The second use case, which may ultimately be more interesting, is to use the PAINS filters retrospectively on a set of data which has been filtered (and tested) using another methodology. In this scenario the PAINS filters can be used to identify potentially problematic reactive functionality in otherwise reasonable, drug-like structures. By using the table output mode and identifying matches for the A, B, and C filter sets, one can identify fairly specific chemical functionalities that have been known to result in non-specific activity. This can be useful information for either prioritizing further lead development or for modifying lead structures to mitigate adverse reactivity.
There are approximately 650 SMARTS rules which have been converted from the SLN query strings provided in the supplemental information for the original paper. For the functional group filters, the authors do not provide identifying names for each individual filter, so our PAINS rules are named based on the comments used to describe each functional group class, prefixed with the string pains_fg_[classname]. For the structural class filters, the authors provided unique RegID values for each filter. For those cases our rules are named based on the PAINS group and RegID as pains_[group]_[RegID].

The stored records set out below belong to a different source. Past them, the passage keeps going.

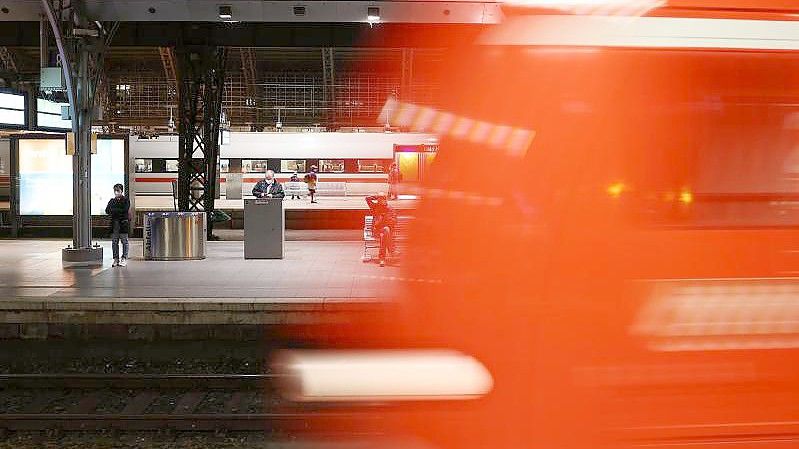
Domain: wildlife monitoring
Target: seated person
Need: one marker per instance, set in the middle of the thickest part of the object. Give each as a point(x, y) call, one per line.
point(268, 187)
point(384, 221)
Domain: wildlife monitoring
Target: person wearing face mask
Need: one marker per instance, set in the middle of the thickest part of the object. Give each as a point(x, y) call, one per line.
point(118, 210)
point(268, 187)
point(384, 221)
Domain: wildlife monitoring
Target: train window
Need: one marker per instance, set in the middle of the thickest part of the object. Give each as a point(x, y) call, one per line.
point(331, 165)
point(171, 165)
point(292, 165)
point(253, 165)
point(144, 165)
point(372, 166)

Note that in certain cases it isn’t possible to exactly represent the SLN queries given in the paper with a single SMARTS, so in those cases the rules have been split out into multiple SMARTS patterns and are named pains_[group]_[RegID]1, pains_[group]_[RegID]2, etc.
Unlike the other filter types, the PAINS filter consists only of functional group filters; no physical property filters are included. It may be desirable to combine the PAINS filter with a separate user-defined set of physical property filters. The section filter file describes creating additional filter rules.